Have You Written Your Health System’s Constitution?

April 13, 2017
Are there parallels between the development of your health system’s IT governance structure and how the Founding Fathers compromised to create the U.S. Constitution?

Are there parallels between the development of your health system’s IT governance structure and how the Founding Fathers compromised to create the U.S. Constitution? According to Ernie Hood, senior research director for the Advisory Board Co., there should be.

Hood, former vice president and CIO at Group Health Cooperative in Seattle, gave a recent online presentation about creating true “systemness” in this era of health system consolidation.

First, he noted that despite all the consolidation that is taking place, it has rarely led to greater efficiencies or lower costs for patients.

Part of the reason, he argued, is that many merged organizations haven’t done the hard work to really become one entity with everyone pulling in the same direction. But changes in the marketplace, including the shift to accountable care organizations, are making it more necessary to have higher levels of competency in integration. That often involves making hard choices, Hood said. “People have to commit to disruptive change, but that change may be hard on them as individuals.”

What can go wrong during healthcare mergers? Local executives tend to remain focused on maximizing the performance of often-competing “fiefdoms.” Physicians can remain locked in cultures of individualism and tribalism despite stronger contractual alignment. And front-line staff members can be unaware of or disengaged from system priorities.
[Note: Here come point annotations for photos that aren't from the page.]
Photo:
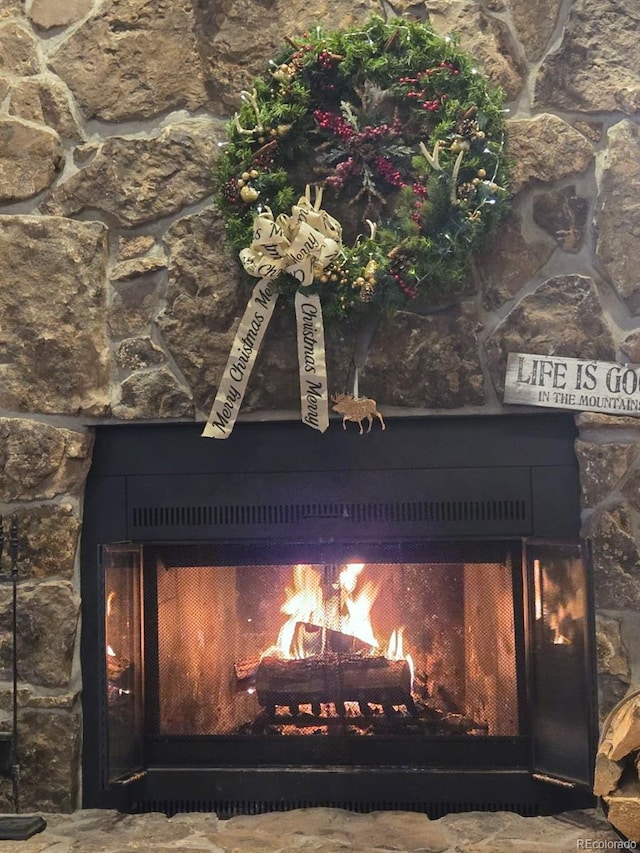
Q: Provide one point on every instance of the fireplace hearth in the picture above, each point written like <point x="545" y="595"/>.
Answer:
<point x="284" y="619"/>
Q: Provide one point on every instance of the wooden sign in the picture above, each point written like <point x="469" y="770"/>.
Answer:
<point x="572" y="383"/>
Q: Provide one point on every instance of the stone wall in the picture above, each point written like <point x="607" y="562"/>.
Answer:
<point x="119" y="301"/>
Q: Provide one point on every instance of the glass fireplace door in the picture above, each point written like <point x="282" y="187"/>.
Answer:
<point x="366" y="647"/>
<point x="561" y="688"/>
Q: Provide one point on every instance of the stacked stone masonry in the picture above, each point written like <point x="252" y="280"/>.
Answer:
<point x="118" y="300"/>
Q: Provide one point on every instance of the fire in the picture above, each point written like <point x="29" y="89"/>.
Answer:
<point x="340" y="602"/>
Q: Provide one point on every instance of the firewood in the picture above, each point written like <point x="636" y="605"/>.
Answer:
<point x="246" y="669"/>
<point x="624" y="732"/>
<point x="607" y="775"/>
<point x="624" y="809"/>
<point x="333" y="678"/>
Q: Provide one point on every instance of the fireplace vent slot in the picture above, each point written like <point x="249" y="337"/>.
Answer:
<point x="227" y="809"/>
<point x="462" y="511"/>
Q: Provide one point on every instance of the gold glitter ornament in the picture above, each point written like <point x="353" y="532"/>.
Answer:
<point x="249" y="194"/>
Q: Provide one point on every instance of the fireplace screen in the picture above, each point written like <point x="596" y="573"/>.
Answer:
<point x="359" y="647"/>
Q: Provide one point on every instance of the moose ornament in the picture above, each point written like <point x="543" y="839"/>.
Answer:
<point x="353" y="408"/>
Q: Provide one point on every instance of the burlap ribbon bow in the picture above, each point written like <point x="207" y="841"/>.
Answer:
<point x="303" y="244"/>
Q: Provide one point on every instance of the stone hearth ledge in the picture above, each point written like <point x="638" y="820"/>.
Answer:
<point x="323" y="830"/>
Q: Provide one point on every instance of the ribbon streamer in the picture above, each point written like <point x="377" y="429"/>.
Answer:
<point x="242" y="357"/>
<point x="314" y="393"/>
<point x="302" y="245"/>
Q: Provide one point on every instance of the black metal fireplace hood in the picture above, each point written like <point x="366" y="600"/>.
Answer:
<point x="437" y="478"/>
<point x="280" y="485"/>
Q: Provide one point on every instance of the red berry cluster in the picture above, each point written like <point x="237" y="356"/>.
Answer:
<point x="327" y="60"/>
<point x="388" y="171"/>
<point x="334" y="123"/>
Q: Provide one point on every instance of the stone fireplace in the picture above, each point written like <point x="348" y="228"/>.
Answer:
<point x="118" y="305"/>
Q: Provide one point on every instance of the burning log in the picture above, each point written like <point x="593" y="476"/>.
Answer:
<point x="336" y="679"/>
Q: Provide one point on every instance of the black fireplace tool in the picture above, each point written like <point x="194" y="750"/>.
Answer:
<point x="14" y="827"/>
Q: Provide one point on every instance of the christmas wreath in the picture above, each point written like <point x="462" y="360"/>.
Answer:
<point x="403" y="142"/>
<point x="394" y="131"/>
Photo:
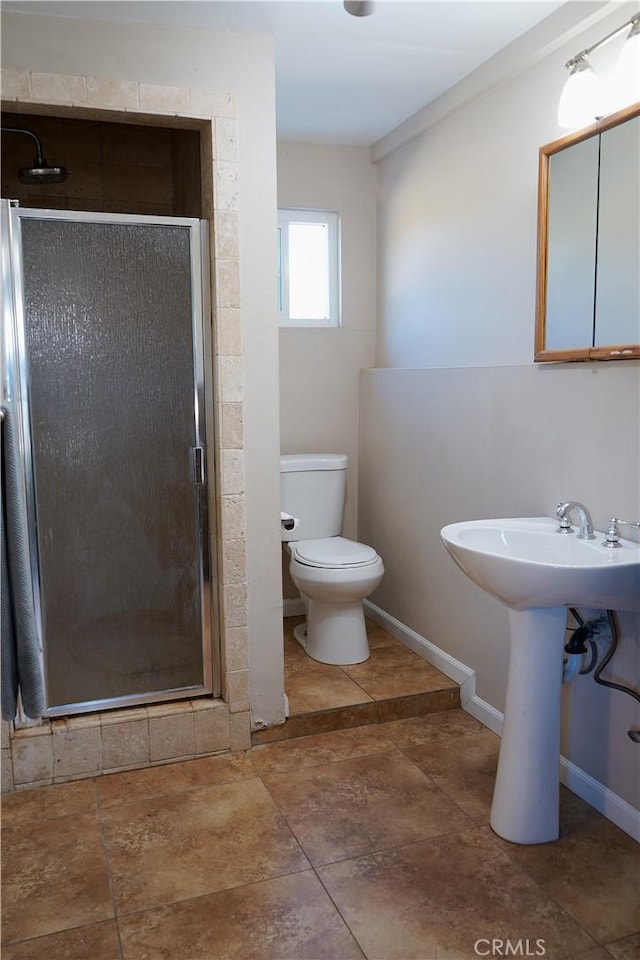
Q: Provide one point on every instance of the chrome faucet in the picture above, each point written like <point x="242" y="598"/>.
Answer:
<point x="563" y="513"/>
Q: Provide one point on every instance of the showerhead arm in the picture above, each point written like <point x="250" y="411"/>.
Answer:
<point x="41" y="160"/>
<point x="40" y="172"/>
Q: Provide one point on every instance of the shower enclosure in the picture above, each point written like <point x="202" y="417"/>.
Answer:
<point x="104" y="370"/>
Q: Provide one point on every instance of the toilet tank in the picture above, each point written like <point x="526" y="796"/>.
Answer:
<point x="312" y="489"/>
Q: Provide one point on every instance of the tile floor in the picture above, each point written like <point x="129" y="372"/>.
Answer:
<point x="394" y="683"/>
<point x="370" y="842"/>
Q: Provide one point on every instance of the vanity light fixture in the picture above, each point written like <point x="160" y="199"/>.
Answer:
<point x="358" y="8"/>
<point x="583" y="99"/>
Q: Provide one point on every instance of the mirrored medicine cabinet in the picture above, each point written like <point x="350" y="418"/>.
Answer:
<point x="588" y="299"/>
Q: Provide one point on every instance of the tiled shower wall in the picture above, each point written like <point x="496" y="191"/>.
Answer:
<point x="113" y="167"/>
<point x="96" y="743"/>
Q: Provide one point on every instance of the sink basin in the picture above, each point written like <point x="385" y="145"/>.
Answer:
<point x="525" y="564"/>
<point x="537" y="573"/>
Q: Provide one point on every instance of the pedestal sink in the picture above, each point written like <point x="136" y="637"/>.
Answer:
<point x="537" y="573"/>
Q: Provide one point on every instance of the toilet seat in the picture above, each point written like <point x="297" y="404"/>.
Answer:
<point x="333" y="553"/>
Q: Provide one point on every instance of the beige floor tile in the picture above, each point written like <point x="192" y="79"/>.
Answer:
<point x="351" y="807"/>
<point x="321" y="748"/>
<point x="400" y="680"/>
<point x="172" y="778"/>
<point x="466" y="774"/>
<point x="384" y="658"/>
<point x="437" y="898"/>
<point x="432" y="728"/>
<point x="593" y="872"/>
<point x="188" y="844"/>
<point x="287" y="917"/>
<point x="54" y="877"/>
<point x="98" y="941"/>
<point x="596" y="953"/>
<point x="312" y="686"/>
<point x="626" y="949"/>
<point x="378" y="637"/>
<point x="323" y="721"/>
<point x="46" y="803"/>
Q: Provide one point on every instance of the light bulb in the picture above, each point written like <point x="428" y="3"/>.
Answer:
<point x="583" y="98"/>
<point x="626" y="80"/>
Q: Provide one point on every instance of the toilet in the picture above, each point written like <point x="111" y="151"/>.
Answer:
<point x="333" y="574"/>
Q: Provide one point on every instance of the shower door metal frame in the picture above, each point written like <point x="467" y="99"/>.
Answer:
<point x="18" y="384"/>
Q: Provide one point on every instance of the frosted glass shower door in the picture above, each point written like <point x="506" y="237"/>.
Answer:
<point x="113" y="369"/>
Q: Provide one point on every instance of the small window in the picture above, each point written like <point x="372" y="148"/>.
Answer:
<point x="308" y="268"/>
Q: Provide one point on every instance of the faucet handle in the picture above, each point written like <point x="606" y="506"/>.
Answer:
<point x="563" y="517"/>
<point x="612" y="538"/>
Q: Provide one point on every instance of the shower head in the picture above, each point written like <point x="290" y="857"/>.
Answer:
<point x="40" y="171"/>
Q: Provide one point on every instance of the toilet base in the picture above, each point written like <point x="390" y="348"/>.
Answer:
<point x="334" y="632"/>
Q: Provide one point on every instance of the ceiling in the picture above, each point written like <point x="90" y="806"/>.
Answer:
<point x="339" y="78"/>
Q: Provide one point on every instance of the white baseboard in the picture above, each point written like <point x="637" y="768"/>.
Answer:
<point x="605" y="801"/>
<point x="596" y="794"/>
<point x="293" y="607"/>
<point x="442" y="661"/>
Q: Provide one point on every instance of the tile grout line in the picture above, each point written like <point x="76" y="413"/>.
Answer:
<point x="107" y="862"/>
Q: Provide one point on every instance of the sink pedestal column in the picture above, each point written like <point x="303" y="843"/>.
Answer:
<point x="526" y="798"/>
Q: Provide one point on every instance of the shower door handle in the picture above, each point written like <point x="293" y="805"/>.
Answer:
<point x="197" y="465"/>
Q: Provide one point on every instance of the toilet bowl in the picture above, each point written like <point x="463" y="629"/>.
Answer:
<point x="333" y="576"/>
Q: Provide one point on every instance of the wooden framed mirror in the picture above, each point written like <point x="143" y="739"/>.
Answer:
<point x="588" y="297"/>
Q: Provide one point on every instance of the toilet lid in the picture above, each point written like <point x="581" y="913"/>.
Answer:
<point x="333" y="552"/>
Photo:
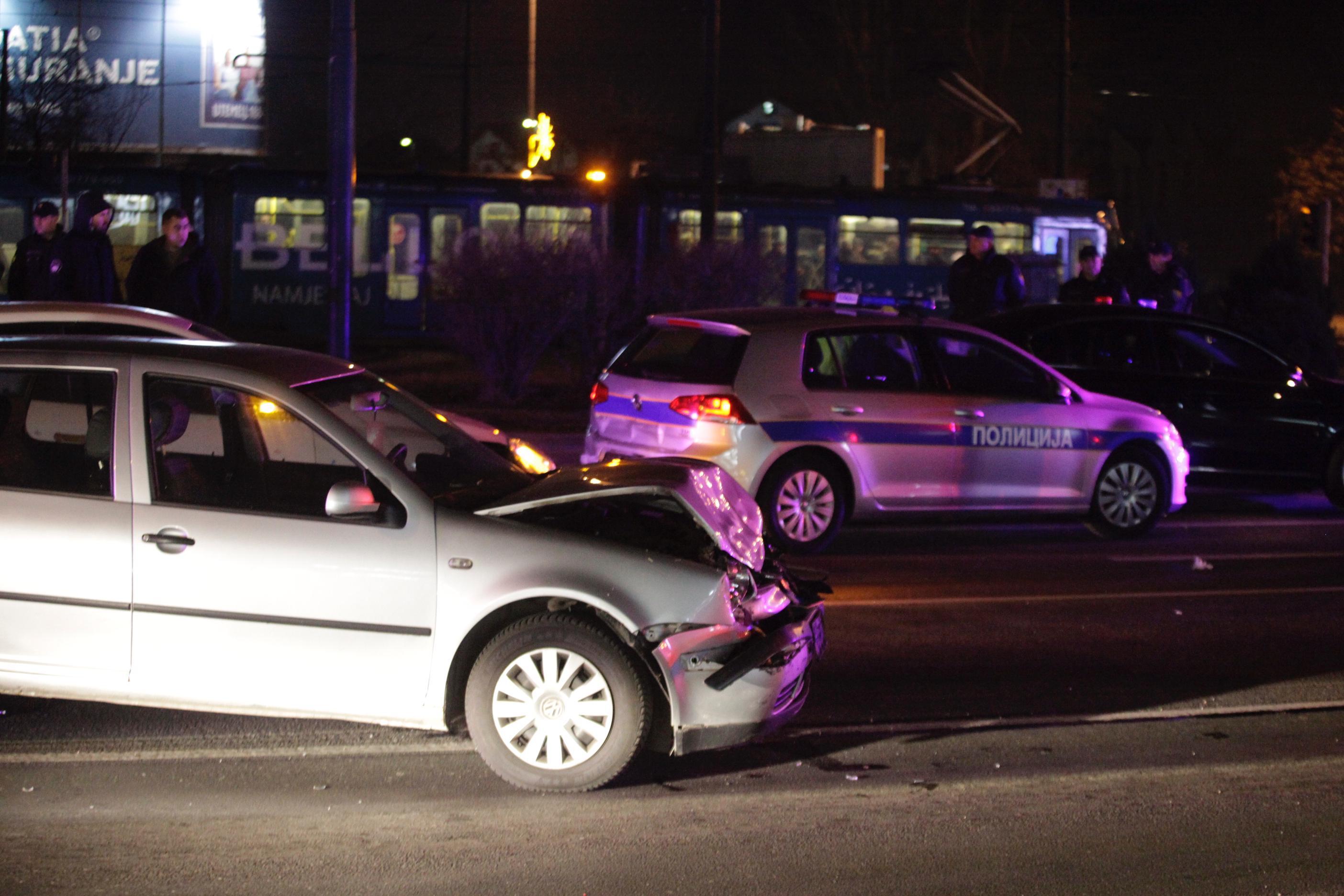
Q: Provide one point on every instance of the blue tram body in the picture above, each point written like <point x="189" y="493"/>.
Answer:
<point x="267" y="230"/>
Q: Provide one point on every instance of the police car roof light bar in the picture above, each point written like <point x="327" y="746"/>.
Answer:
<point x="855" y="300"/>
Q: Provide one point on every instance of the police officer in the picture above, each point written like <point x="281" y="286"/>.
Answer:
<point x="1092" y="287"/>
<point x="31" y="279"/>
<point x="983" y="281"/>
<point x="84" y="265"/>
<point x="1165" y="285"/>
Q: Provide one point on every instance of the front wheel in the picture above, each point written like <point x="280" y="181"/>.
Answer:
<point x="1130" y="496"/>
<point x="553" y="703"/>
<point x="804" y="504"/>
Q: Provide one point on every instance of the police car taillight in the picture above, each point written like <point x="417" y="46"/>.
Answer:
<point x="719" y="409"/>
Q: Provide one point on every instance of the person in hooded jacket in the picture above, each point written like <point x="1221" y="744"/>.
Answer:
<point x="175" y="273"/>
<point x="82" y="260"/>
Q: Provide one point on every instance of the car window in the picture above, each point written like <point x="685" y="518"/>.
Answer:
<point x="215" y="447"/>
<point x="1206" y="352"/>
<point x="879" y="360"/>
<point x="682" y="355"/>
<point x="979" y="367"/>
<point x="1102" y="346"/>
<point x="56" y="430"/>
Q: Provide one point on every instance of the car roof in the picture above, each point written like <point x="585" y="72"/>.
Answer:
<point x="761" y="320"/>
<point x="291" y="366"/>
<point x="100" y="314"/>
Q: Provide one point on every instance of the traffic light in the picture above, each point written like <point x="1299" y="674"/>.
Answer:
<point x="1312" y="226"/>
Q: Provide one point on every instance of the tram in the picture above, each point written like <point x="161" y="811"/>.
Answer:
<point x="267" y="230"/>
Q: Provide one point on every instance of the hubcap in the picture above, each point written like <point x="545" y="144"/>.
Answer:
<point x="1127" y="495"/>
<point x="553" y="708"/>
<point x="806" y="505"/>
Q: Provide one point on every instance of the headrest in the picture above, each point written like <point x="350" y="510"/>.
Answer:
<point x="168" y="420"/>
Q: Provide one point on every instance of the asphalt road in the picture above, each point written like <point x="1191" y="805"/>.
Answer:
<point x="1004" y="708"/>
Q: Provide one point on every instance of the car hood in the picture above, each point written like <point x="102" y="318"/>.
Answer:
<point x="714" y="499"/>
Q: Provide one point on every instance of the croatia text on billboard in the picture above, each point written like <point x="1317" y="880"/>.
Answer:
<point x="202" y="61"/>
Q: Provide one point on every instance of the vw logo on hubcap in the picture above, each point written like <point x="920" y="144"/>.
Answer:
<point x="551" y="708"/>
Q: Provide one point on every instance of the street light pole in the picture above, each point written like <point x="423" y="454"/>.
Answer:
<point x="710" y="152"/>
<point x="340" y="112"/>
<point x="531" y="59"/>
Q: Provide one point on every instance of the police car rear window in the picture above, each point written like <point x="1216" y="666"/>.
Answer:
<point x="682" y="355"/>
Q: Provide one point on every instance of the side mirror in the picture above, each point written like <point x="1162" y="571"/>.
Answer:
<point x="346" y="500"/>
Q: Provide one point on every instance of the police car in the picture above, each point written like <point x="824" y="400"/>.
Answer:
<point x="846" y="409"/>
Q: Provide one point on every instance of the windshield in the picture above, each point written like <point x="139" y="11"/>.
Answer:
<point x="444" y="461"/>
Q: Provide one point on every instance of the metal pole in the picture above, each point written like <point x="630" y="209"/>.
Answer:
<point x="340" y="105"/>
<point x="531" y="58"/>
<point x="710" y="157"/>
<point x="4" y="94"/>
<point x="163" y="77"/>
<point x="1326" y="245"/>
<point x="465" y="162"/>
<point x="1062" y="163"/>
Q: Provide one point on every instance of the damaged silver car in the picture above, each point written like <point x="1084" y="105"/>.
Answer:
<point x="291" y="535"/>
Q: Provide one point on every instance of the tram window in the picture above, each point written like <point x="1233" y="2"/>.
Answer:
<point x="302" y="224"/>
<point x="558" y="224"/>
<point x="403" y="237"/>
<point x="686" y="227"/>
<point x="811" y="258"/>
<point x="12" y="227"/>
<point x="1011" y="238"/>
<point x="870" y="241"/>
<point x="500" y="219"/>
<point x="937" y="242"/>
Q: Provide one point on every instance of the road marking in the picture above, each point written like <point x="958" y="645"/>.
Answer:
<point x="327" y="751"/>
<point x="839" y="601"/>
<point x="1171" y="558"/>
<point x="461" y="746"/>
<point x="1159" y="714"/>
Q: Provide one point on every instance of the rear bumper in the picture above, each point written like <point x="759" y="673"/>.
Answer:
<point x="729" y="687"/>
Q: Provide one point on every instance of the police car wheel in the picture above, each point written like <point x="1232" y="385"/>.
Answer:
<point x="1335" y="477"/>
<point x="556" y="705"/>
<point x="1130" y="496"/>
<point x="804" y="504"/>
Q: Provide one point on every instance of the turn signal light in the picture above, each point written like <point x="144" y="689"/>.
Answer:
<point x="721" y="409"/>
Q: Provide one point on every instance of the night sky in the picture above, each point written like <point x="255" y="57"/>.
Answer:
<point x="1225" y="89"/>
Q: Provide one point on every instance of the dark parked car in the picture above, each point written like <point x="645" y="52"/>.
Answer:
<point x="1243" y="413"/>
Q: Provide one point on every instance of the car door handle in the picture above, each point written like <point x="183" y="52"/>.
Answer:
<point x="166" y="538"/>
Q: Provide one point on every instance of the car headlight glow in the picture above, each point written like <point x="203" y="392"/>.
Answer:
<point x="530" y="459"/>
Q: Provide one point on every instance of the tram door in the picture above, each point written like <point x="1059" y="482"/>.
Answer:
<point x="795" y="254"/>
<point x="420" y="242"/>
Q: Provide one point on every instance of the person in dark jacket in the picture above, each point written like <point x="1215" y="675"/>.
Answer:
<point x="82" y="261"/>
<point x="31" y="279"/>
<point x="1165" y="285"/>
<point x="1093" y="285"/>
<point x="983" y="281"/>
<point x="175" y="273"/>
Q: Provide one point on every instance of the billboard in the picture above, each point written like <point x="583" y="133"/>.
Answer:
<point x="201" y="62"/>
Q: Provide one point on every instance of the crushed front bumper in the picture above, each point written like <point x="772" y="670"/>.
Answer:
<point x="729" y="684"/>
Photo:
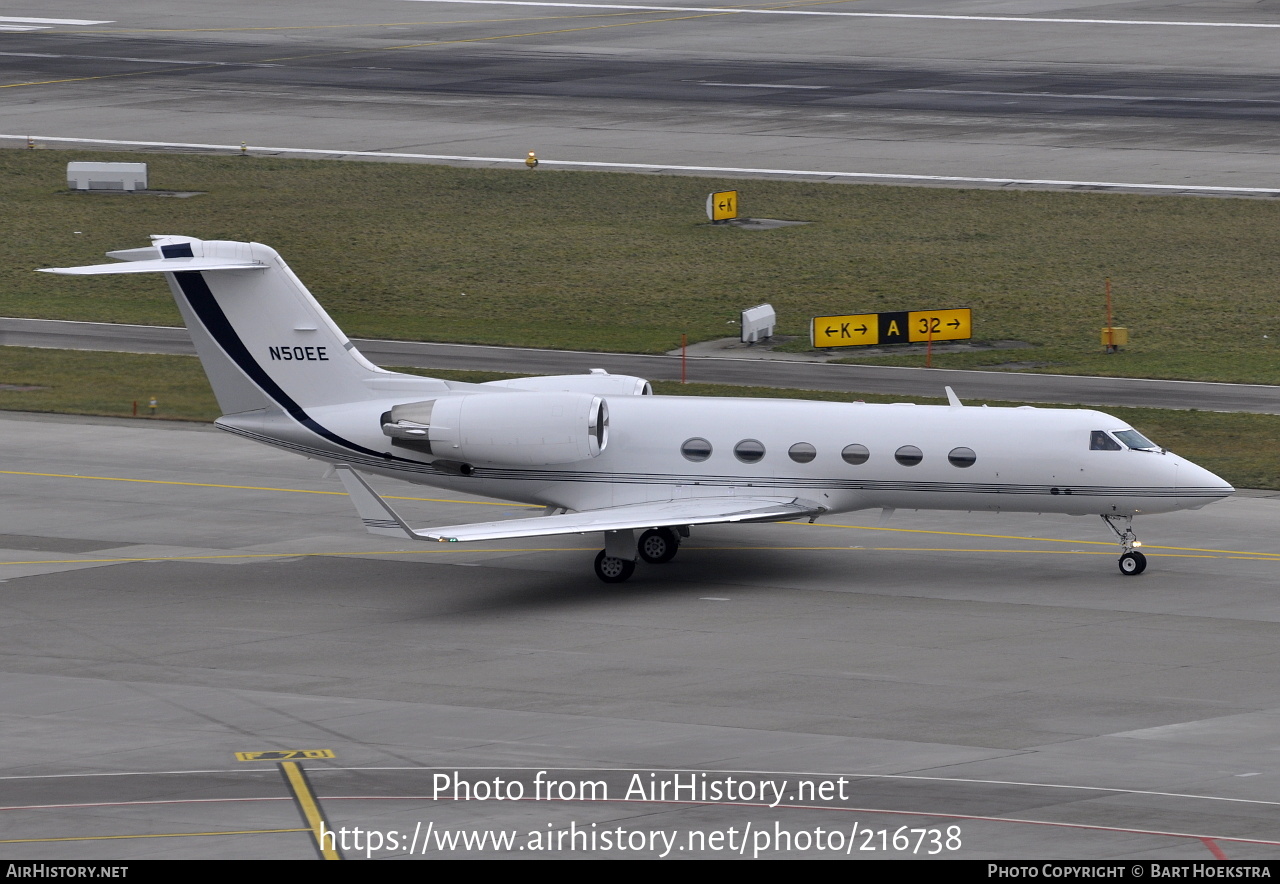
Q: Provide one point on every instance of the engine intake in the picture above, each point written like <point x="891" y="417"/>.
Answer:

Information technology can hamper or aid efforts to create a single system. Merged organizations can have a hodge-podge of siloed applications that don’t talk to each other. Data used for quality metrics aren’t “apples to apples,” so you fail to get clinician buy-in. Hood noted that access to consistent applications across all modalities of care is important, and IT governance rules are key.

Hood spoke about some rules for “writing the constitution” for your health system, in terms of centralized vs. local control. “You can’t centralize all decision making,” he said, so like the Founding Fathers you have to find the health IT equivalent of a “federalist” balance between the states and the federal government. “Getting the balance right can be tricky.”

From his research, Hood says, organizations tend to cede too much authority to the local level. Potential drawbacks include unjustified variation and conflicting efforts. In those cases, organizations can end up with the “tail wagging the dog.”

But in the opposite case, centralizing every power merely exchanges strategic failures for operational ones, Hood said. If you fail to distribute authority over resources, you risk disempowering people. People may feel run over as local needs are underemphasized, he said. You reduce staff engagement and lose local perspective.

In defining roles, IT governance at the system level should emphasize planning but should delegate implementation to the local level, he said. This may involve limiting governance to guidelines that can be localized and limiting rules to a minimum set of guardrails. “A rule of thumb is that planning should be elevated to the system level and implementation should be delegated to the local level,” Hood said.

And just as the Founding Fathers sought a more engaged citizenry, you want to get employees to think like system citizens, Hood said. You need to make special efforts to engage front line staff and be as transparent as possible about why decisions are being made. “The more you share, the more engaged they are going to be at the local level,” Hood said. “Governance should provide a means for the local level to review and coordinate changes that impact them.”

Because Hood had served as CIO for Group Health Cooperative (GHC) in Seattle, I immediately thought of its recent merger with Kaiser Permanente. I asked Hood if a merger like that between two large organizations with sophisticated IT infrastructures was easier or more difficult than one in which a large fish swallows a much smaller one.

Mergers are much easier when one organization simply swallows the other because there is a working system that’s being adopted rather than something new being created, he told me in an e-mail exchange.

“In the case of GHC and Kaiser, the situation is a bit unusual in that their path is eased by familiarity. The two organizations have been close for decades, have no overlapping territory, have often shared intellectual property and they use many of the same IT systems (both are on Epic for example),” Hood said.

The two organizations know each other pretty well, he added, and there are even a lot of cultural similarities that should help compensate for the complexity. “Their changes may go a lot smoother than one would typically expect for two similar organizations trying to merge.”

IT governance is not a project with a start and end date, but an ongoing challenge. And in an era of mergers and acquisitions, it is one of the health system CIOs greatest areas of focus. How many are getting it right? How many are in need of constitutional amendments?